The Lazy Man's Guide to becoming the Big Man on Campus | Top Universities

The Lazy Man's Guide to becoming the Big Man on Campus

By Thomas Ahonen

Updated March 11, 2019 Updated March 11, 2019

This week, I’m using my psychology degree to give you tips on how to experiment with your life to make people think you’re the big man on campus (or big woman on campus) that everyone should get to know… with little to no effort at all!

Let’s discuss.

Now I don’t have any of my textbooks from the past few years next to my work desk, but I’ll give you some un-cited musings and tips with a little bit of background. People are funny creatures, once you’ve explored a bit of how they work, you can really use it to your advantage. Let’s start with where you’re living…

Tip 1: Get your student housing in order

If you have a dorm/student housing situation where you have a hallway with one entrance, can you pick out which person is most likely to be popular? If you’re thinking to yourself, “well, that’s impossible, you can’t tell a popular person by their room number..” You’re half right… but the trick here is actually a phenomenon of the familiarity effect/exposure effect.

Think about when you’re shoe shopping at one of those places like Aldo, you’ll know when they’re trying to push a shoe when you see it in the window, on the center table, on top of every shelf that sits above the displays and probably with a stilletto jammed into the cashier’s ear so you see it every time you talk to a worker.

Yeah they’re pushing that shoe, but it’ll also sell better… not because it’s a better shoe, but because you’ve seen it more times than any other shoe in the store. People have a natural affinity for things that are familiar.

Same works here.

The person furthest way from the entrance  will find it harder to make friends in the hall… whereas person in room closest will likely be the social hub for the floor.  Why?  Because think about it, their room is positioned next to the exit, where everyone has to walk by every day.

Person closest to the exit, if they leave their door open, will find that since everyone else in the hall has to walk by their door, will get a natural flow of people that want to talk to them.  They’re seen every day, they will be more familiar than the person furthest from the exit, whom if they left their door open, would get nobody walking by it naturally. That’s not to say that they won’t have any friends, but they’ll have to make an effort to get people to come to them.

Moral of the story: If you’re lazy and you want people to take an interest in you, request a room in student housing by an entrance and leave your door open for a week and see what happens.

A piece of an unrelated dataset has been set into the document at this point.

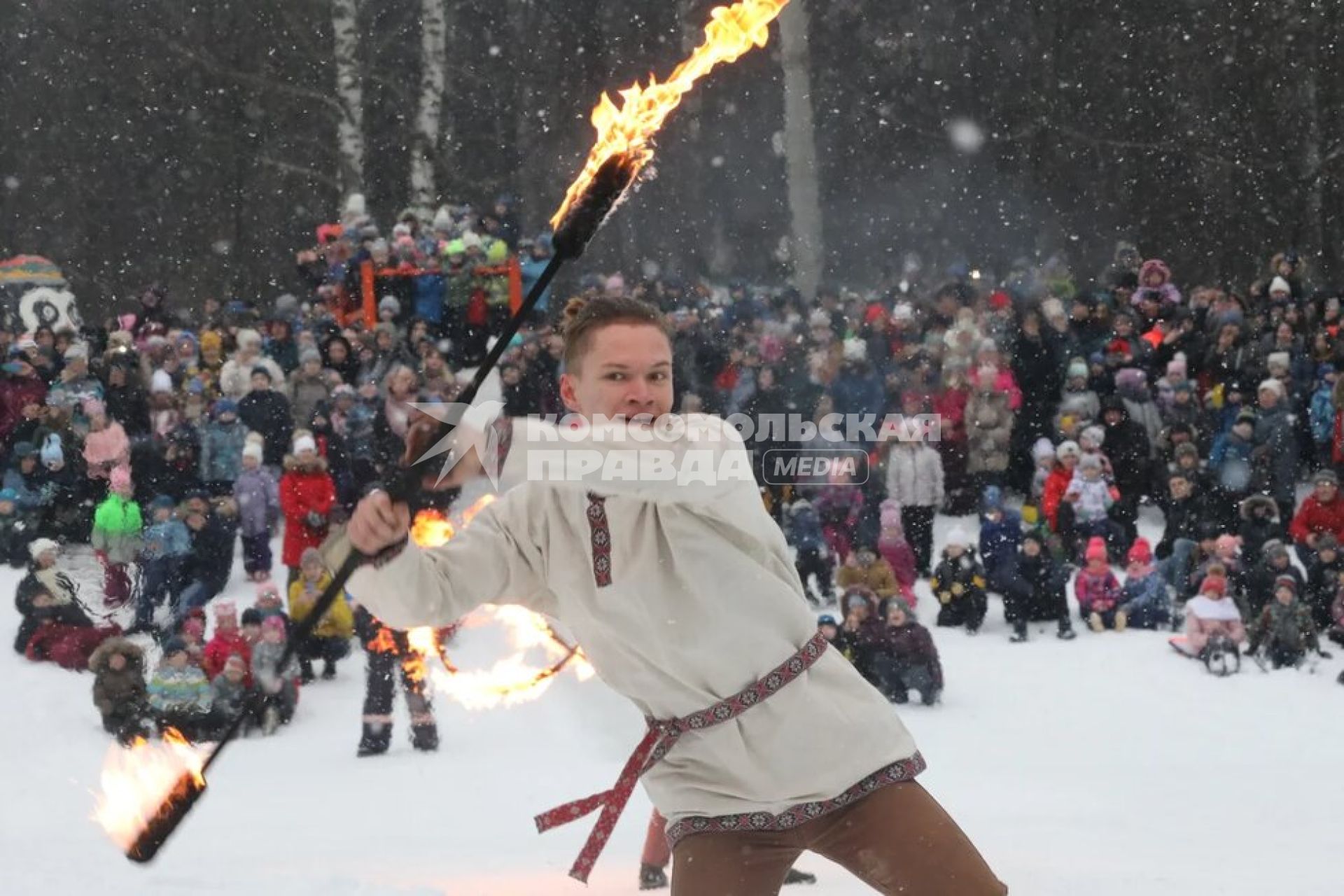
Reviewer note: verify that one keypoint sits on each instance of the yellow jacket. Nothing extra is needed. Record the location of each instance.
(339, 621)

People will poke their heads in because they’re nosy and curious and as long as you’re not a total psychopath, they’ll probably say hi. Invite them in, watch tv, whatever, the work was just done for you.

Tip 2: Make people think you're the Big Man on Campus

Studies on music downloading have shown that people like what they think other people like. There was this experiment where a bunch of unknown songs were put on an intranet and some fake stats were put next to them and on another intranet, the same songs, without stats were presented.

They found (and I’m gisting here), that when the songs were presented without stats of how many times the songs were downloaded, they all had similar download traffic… but when you put some false numbers of

Song 1: 1,223,000 downloads

song 2: 99,092 downloads

song 3: 14,482 downloads

song 4: 752 downloads

What song would you download first if you were looking for new music? Yeah you might not like it, but you’re going to typically see if you like song 1 first, because clearly it is out-performing the other songs.

Moral of the story? People gravitate towards perceived popularity when presented with unknown variables. How to make it work for you to become the big man on campus? Well I don’t know, but you could always leave one of those dry-erase boards outside your door and leave a few fake messages for yourself.

Or if you’ve ever seen Clueless and you’re feeling bold, you could pull a Cher and send yourself flowers in class. If you’re taking the easy way out to making friends at university, the ends of this tip are in your imagination.

Tip 3: Use the Benjamin Franklin Effect

If you encounter someone who really doesn’t like you, you could spend days, weeks or months trying to feud or change their minds. What tactic would you typically try? Buying them a drink? Sending a card? Texting every day?

You’ll be wasting your time. Here’s why.

The easiest way to get someone who doesn’t like you to change their mind is to ask them for a favor. If you want to change someone’s cognitive patterns, you’ll need to actually dig your fingers in there and move some things around.

Asking someone for a favor, anything from borrowing a small sum of money to help with building an Ikea wardrobe, means they have to justify to themselves why they’ve helped someone they didn’t like. I say small favor because the person needs to actually do it, not say no… but once they’ve helped you out, essentially what will happen is that they need to rationalize taking time or resources to spend on you by changing their mental image of you from awful to someone I helped out, so they can’t be that bad otherwise I wouldn’t have done it.

This is generally known as the Benjamin Franklin Effect  and when used wisely, can really go a long way to making you the big man on campus.

There you go lazy people. My easy tips to become the Big man on campus: picking the best student housing, making people think you’re amazing and the Benjamin Franklin Effect… Now order yourself some takeout, because you’re probably hungry and can’t be bothered to cook.